Tod von Geiseln bestätigt
Eine zeitweise unter den von der Hamas in den Gazastreifen verschleppten Geiseln vermutete israelisch-kanadische Friedensaktivistin ist tot. Vivian Silvers Leiche sei gefunden worden, teilte das israelische Außenministerium mit. Die 74-Jährige aus dem Kibbutz Beeri war seit dem Massaker der Hamas am 7. Oktober vermisst worden. Ihr Sohn Yonatan Zeigen war von einer Entführung seiner Mutter in den Gazastreifen ausgegangen.

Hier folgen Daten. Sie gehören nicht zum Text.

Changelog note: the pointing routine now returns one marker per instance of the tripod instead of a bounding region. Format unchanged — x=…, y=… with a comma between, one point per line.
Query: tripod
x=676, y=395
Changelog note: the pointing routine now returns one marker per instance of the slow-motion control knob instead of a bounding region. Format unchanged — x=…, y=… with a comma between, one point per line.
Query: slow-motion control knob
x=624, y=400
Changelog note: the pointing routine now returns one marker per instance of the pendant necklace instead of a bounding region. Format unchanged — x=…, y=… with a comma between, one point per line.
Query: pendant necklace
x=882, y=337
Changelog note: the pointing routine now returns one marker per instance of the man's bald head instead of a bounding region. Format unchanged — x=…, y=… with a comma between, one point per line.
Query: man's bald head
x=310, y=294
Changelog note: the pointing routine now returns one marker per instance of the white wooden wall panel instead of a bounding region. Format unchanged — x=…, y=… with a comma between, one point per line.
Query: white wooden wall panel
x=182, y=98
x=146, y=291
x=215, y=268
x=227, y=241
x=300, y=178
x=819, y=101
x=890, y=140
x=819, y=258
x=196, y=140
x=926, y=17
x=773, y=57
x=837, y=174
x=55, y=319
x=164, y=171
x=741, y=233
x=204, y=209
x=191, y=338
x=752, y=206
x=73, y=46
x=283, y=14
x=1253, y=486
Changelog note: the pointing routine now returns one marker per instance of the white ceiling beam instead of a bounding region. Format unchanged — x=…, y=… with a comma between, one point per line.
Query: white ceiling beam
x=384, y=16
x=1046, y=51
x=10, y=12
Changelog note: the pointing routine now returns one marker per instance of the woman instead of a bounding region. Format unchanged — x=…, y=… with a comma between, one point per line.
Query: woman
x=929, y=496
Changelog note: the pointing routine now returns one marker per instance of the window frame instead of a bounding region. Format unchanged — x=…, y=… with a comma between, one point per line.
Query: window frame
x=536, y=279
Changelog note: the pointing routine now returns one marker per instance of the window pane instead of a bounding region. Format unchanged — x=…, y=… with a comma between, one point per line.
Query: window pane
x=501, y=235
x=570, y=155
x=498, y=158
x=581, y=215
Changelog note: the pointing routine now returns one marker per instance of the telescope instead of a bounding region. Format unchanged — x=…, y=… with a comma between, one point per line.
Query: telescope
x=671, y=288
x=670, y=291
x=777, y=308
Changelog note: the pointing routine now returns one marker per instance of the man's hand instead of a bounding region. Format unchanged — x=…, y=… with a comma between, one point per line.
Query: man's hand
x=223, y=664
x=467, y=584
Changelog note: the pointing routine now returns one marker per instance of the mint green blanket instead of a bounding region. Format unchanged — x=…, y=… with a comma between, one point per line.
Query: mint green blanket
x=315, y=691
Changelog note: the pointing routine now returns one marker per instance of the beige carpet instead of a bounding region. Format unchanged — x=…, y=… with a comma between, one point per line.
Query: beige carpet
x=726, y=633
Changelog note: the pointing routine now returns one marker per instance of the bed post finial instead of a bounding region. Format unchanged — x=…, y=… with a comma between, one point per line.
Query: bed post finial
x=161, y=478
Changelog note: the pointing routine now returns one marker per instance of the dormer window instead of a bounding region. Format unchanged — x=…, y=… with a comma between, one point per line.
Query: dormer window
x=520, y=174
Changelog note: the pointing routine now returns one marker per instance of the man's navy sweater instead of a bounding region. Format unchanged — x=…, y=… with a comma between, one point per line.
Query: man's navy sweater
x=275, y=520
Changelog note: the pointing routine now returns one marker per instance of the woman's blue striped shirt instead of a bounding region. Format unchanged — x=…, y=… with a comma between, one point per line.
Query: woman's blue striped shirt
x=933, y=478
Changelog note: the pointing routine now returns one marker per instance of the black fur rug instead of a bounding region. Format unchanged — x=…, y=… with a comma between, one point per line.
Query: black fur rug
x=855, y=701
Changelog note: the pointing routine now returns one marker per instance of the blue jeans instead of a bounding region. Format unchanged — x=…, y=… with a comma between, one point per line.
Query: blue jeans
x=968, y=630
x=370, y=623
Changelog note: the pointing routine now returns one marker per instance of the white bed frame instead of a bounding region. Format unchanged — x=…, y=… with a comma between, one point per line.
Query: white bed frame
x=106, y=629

Silver war als Aktivistin der Organisation Women Wage Peace bekannt. Sie gehörte nach Angaben ihres Sohns auch zu Freiwilligen, die seit Jahren kranke Kinder aus Gaza an der Grenze abholten und zur Behandlung in israelische Krankenhäuser fuhren.
Israels Armee bestätigte am Dienstag außerdem den Tod einer Geisel in der Gewalt der Hamas. Das Militär listete die 19-jährige Soldatin, die den Angaben entführt worden war, unter den seit dem 7. Oktober Gefallenen auf. Der bewaffnete Arm der Hamas behauptete, sie sei am 9. November bei einem israelischen Luftangriff im Gazastreifen getötet worden. Das Internationale Komitee vom Roten Kreuz (IKRK) verhandelt mit der Hamas über Zugang zu den entführten Geiseln. "Wir bestehen darauf, die Geiseln zu sehen“, sagte Sprecherin Fatima Sator am Dienstag in Genf. "Das ist Teil unseres Dialogs mit Hamas.“ Israels Außenminister Eli Cohen war in Genf zu Gesprächen mit der IKRK-Spitze und UN-Organisationen.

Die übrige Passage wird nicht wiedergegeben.